Hickhack Integrationspolitik und schwarz-gelb-grüner Hirnkleister

Es gibt in Deutschland etliche Politiker, die Integration von Muslimen fordern und die gleichzeitig Religionsfreiheit heucheln. Als sich Ex-Bundespräsident Wulff für den Islam als Bestandteil Deutschlands aussprach, schockte er damit vor allem Christen. Als er wenig später in der Türkei ergänzte, Christen gehörten zur Türkei, entrüsteten türkische Abgeordnete. Nach Wulff wurde Joachim Gauck Bundespräsident. Er, der evangelischer Theologe ist, distanzierte sich von der Äußerung seines Vorgängers: Er könne auch jene verstehen, die den Einfluss des Islam auf Europa und Deutschland nicht erkennen könnten. Und jetzt wettert Unions-Fraktionsvize Günter Krings gegen eine Äußerung von Peer Steinbrück (SPD), der sich damit für eine Geschlechtertrennung unter Muslimen stark macht, denn die ist nun mal Bestandteil des Islam.

Katja Marie Schneewinkel - Man könnte meinen, CDU-Mann Günter Krings wolle die Zeit zurückdrehen. Eine Zeit herbeireden, als es unter Migranten nicht viele Muslime gab. Als Schwarz-Gelb noch über Integration von Muslimen in Deutschland theorisierte und deren Bereitwilligkeit dazu forderte. Als Geschlechtertrennung kein Thema war, vielleicht weil man davon ausging Muslime wollten sich den Erwartungen der christlichen Politiker unterwerfen.
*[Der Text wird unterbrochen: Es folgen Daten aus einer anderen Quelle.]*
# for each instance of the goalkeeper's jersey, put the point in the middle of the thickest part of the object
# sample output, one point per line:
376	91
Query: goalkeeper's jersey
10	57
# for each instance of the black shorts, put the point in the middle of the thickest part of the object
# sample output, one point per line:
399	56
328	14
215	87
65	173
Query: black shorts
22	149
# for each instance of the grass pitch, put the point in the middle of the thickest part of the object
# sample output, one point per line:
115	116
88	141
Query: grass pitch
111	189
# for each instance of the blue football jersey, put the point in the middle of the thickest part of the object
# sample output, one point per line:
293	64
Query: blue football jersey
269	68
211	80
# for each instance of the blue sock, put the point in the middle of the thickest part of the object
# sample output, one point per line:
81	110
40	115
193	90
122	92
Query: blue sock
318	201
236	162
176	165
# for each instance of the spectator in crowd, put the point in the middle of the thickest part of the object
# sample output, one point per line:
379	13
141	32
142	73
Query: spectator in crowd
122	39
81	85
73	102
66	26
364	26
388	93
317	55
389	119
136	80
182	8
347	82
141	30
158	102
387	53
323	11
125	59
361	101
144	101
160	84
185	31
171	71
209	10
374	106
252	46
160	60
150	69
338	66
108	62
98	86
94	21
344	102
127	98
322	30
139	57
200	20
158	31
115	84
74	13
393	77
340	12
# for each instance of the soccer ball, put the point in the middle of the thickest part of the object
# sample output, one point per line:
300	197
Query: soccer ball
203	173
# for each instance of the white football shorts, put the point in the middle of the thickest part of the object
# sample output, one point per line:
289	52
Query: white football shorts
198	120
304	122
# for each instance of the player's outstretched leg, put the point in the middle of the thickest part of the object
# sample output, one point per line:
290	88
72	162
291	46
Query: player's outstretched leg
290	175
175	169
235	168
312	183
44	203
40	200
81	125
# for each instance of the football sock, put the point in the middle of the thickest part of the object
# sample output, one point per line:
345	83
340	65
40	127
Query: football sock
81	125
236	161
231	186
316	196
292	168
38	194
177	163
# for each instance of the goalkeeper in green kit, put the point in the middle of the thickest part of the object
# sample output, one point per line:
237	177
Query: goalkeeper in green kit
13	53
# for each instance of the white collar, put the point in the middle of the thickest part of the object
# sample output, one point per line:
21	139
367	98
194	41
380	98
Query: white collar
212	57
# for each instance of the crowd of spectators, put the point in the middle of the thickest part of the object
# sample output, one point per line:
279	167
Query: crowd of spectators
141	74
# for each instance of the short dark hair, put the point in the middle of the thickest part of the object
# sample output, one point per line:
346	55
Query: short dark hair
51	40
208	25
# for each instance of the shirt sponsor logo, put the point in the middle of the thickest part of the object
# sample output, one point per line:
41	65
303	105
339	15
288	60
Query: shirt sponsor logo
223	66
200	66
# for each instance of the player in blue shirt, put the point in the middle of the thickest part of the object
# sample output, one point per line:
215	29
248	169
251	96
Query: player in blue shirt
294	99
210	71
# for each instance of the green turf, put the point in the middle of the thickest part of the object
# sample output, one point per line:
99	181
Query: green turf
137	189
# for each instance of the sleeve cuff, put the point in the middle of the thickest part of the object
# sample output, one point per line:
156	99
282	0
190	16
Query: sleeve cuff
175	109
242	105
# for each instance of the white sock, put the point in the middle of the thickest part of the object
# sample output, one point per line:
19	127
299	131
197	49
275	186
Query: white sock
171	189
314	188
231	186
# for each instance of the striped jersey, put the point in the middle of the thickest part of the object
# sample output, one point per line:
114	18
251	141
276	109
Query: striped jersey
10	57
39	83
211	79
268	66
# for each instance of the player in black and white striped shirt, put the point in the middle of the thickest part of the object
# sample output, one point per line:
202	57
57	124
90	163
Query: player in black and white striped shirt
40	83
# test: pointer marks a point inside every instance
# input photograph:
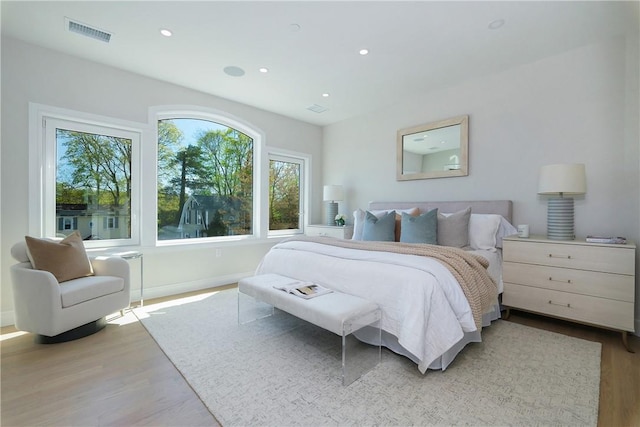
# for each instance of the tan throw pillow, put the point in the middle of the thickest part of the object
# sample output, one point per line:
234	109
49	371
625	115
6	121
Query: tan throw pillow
66	259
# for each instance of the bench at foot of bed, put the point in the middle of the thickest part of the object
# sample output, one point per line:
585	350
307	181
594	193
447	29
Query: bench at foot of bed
339	313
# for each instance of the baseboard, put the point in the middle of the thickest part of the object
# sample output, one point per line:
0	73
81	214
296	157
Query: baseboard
183	287
8	318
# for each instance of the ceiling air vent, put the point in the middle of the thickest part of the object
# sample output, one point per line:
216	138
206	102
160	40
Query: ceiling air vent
85	30
317	108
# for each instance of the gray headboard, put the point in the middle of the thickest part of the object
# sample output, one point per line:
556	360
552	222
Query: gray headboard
501	207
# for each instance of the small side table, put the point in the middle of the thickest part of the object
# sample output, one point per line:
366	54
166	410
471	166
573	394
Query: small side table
134	255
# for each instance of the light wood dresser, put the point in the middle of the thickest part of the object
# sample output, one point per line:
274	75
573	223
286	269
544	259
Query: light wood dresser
340	232
591	283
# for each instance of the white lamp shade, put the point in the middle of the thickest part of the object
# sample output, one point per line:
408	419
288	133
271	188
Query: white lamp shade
332	193
564	178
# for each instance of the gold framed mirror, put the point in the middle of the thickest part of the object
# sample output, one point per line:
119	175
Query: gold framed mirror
434	150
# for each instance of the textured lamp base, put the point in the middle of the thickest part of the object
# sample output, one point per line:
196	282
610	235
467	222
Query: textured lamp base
560	219
332	211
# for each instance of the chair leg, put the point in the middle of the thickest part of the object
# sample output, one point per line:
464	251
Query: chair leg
73	334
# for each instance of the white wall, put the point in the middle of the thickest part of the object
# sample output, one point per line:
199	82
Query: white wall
580	106
33	74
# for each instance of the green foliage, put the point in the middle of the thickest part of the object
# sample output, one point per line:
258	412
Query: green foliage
284	195
99	166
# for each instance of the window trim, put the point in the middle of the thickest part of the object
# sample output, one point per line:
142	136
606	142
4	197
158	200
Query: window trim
42	168
304	160
144	164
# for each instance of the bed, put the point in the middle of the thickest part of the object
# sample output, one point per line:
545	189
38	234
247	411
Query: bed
429	309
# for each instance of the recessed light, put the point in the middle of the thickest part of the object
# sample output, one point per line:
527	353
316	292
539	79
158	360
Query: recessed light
494	25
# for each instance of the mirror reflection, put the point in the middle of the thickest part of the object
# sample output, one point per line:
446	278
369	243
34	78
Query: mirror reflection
434	150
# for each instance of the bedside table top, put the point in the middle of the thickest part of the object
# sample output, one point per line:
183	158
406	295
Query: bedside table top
578	241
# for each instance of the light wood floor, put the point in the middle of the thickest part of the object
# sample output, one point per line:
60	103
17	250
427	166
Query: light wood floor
119	376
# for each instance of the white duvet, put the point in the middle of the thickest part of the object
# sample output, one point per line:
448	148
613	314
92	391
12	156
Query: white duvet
422	303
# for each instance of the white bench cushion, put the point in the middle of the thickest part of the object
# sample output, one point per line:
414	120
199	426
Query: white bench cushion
328	311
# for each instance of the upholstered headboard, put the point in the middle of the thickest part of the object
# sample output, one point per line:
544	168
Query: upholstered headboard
500	207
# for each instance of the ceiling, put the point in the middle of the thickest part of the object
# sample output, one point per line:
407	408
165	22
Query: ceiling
312	48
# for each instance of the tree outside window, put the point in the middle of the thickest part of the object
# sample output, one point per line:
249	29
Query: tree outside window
205	180
93	184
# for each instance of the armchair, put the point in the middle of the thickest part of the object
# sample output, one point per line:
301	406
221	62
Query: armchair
58	312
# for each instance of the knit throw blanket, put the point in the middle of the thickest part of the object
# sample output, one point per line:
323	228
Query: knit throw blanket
470	270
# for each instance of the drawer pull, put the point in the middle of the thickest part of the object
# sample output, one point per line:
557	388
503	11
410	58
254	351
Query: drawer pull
562	305
559	256
561	281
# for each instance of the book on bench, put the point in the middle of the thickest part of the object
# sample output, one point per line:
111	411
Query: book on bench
304	290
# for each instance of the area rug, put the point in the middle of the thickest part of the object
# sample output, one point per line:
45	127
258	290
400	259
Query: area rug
280	371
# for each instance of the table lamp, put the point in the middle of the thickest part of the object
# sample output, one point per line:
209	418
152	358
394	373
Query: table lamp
561	180
331	194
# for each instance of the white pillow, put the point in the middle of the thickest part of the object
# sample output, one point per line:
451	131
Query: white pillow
483	230
487	230
359	215
505	229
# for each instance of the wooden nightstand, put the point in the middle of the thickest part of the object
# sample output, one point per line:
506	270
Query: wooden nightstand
344	232
591	283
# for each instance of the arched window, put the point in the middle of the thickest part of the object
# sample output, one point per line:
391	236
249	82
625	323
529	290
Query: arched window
205	178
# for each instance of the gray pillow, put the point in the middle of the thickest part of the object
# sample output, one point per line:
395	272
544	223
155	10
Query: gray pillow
420	229
453	230
379	229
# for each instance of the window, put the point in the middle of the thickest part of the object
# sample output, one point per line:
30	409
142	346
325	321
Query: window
205	180
88	184
285	193
208	178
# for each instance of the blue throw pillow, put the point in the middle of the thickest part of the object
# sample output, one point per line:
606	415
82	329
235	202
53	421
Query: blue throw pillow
420	229
379	229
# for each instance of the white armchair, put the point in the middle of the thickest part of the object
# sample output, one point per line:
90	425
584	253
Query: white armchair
59	312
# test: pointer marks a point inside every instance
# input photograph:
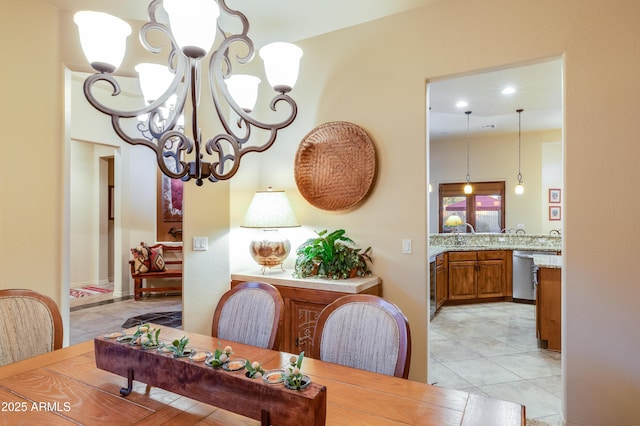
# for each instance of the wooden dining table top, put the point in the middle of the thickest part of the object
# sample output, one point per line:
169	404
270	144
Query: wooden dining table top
65	387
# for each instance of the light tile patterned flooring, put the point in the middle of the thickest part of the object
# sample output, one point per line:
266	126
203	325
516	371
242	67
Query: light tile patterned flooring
99	316
491	349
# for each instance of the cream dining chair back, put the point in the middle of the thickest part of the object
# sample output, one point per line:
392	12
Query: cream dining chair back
30	325
250	313
366	332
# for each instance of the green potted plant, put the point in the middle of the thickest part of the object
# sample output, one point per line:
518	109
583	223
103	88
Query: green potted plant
331	255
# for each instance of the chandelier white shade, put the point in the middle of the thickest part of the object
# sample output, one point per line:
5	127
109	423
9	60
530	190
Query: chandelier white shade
281	63
244	90
154	80
103	38
193	24
192	30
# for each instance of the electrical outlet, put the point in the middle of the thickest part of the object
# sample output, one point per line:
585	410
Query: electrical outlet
200	243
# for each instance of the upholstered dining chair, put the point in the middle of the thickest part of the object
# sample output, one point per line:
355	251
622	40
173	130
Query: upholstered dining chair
364	331
250	313
30	325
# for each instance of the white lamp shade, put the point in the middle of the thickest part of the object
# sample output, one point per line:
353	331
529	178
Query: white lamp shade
193	24
281	64
244	90
103	38
154	80
270	209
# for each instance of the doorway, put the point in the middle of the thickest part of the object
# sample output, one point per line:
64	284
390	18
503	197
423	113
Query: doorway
91	236
489	151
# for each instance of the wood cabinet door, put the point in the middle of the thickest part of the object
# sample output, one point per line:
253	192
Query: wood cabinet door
462	280
491	282
304	316
441	285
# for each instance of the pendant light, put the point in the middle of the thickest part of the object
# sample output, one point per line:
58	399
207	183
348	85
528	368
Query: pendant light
519	187
468	189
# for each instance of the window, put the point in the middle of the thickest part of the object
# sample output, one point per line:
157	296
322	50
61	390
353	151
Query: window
484	209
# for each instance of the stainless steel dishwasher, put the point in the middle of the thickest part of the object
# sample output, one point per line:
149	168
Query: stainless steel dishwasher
524	275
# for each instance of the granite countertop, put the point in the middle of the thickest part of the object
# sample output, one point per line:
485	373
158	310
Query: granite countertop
441	243
286	279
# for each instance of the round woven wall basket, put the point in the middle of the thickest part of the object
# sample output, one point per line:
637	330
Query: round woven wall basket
335	165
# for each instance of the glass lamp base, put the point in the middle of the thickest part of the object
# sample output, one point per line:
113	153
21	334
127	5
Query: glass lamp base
270	251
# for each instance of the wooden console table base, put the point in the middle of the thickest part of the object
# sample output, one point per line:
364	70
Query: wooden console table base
232	391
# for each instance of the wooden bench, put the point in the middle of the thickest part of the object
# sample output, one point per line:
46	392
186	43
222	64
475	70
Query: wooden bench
173	270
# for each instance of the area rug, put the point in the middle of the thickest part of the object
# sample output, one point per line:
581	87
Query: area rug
169	319
89	290
533	422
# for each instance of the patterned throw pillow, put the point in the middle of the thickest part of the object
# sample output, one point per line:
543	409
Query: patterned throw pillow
147	259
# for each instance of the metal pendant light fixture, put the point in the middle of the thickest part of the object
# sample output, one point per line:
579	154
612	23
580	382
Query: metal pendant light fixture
519	187
192	30
468	189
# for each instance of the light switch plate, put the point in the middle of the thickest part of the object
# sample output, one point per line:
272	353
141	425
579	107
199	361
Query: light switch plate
200	243
406	246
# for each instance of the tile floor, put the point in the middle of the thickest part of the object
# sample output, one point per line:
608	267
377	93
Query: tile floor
491	349
99	315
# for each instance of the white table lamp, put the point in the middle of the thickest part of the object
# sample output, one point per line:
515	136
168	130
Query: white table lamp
270	210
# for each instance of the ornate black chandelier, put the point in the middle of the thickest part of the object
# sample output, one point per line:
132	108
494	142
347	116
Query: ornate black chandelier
192	29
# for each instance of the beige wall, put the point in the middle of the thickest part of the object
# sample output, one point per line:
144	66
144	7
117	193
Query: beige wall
374	75
31	176
495	158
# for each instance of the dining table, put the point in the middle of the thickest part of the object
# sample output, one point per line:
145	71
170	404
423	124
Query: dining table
66	387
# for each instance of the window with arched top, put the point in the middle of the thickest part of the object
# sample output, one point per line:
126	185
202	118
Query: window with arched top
483	209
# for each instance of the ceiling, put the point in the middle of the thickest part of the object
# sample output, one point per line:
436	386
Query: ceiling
538	91
538	86
273	20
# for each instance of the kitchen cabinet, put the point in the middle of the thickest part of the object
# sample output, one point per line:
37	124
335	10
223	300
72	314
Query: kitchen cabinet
475	276
441	281
303	301
549	308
Rechter Kleister schäumt in der CDU wieder auf: Getrennter Sportunterricht fördere nicht, sondern behindere die Integration muslimischer Kinder, soll laut Spiegel-Online Günter Krings gesagt haben.

Eine grundgesetzwidrige Erwartung? Wo bleibt die vom Grundgesetz garantierte Religionsfreit?

Der „Bild“-Zeitung wusste dann auch die Integrationsbeauftragte der Regierung, Maria Böhme, mitzuteilen, Peer Steinbrück irre. Gemeinsames Lernen und gemeinsamer Sportunterricht förderten die Integration. Und FDP-Generalsekretär Patrick Döring heuchelte gegenüber der „Rheinischen Post“: „Wir wollen Integration auf der Basis unserer Grundrechte – dazu gehört die Gleichberechtigung von Mann und Frau.“ Ja klar, und die Geschlechtertrennung ist fester und wichtiger Bestandteil des Islam.

Auch in Reihen der Grünen wird geheuchelt. Memet Kilic, Sprecher für Migrationspolitik, sagte, Rücksichtnahme auf die religiösen Gefühle sei Teil des Grundgesetzes. „Dies darf aber nicht auf Kosten universell gültiger Menschenrechte geschehen.“ Zu diesen gehöre die Gleichberechtigung der Geschlechter. Im Klartext: Der Islam sei in Deutschland unerwünscht – es sei denn, Muslime seien bereit ihre Religion zu verleugnen, in dem sie künftig auf die Geschlechtertrennung verzichteten.

Das Thema „Islam in Deutschland“ ist zu einer Waffe verkommen, die gegen politische Gegner eingesetzt wird. Dieser Mißbrauch behindert jede Integration.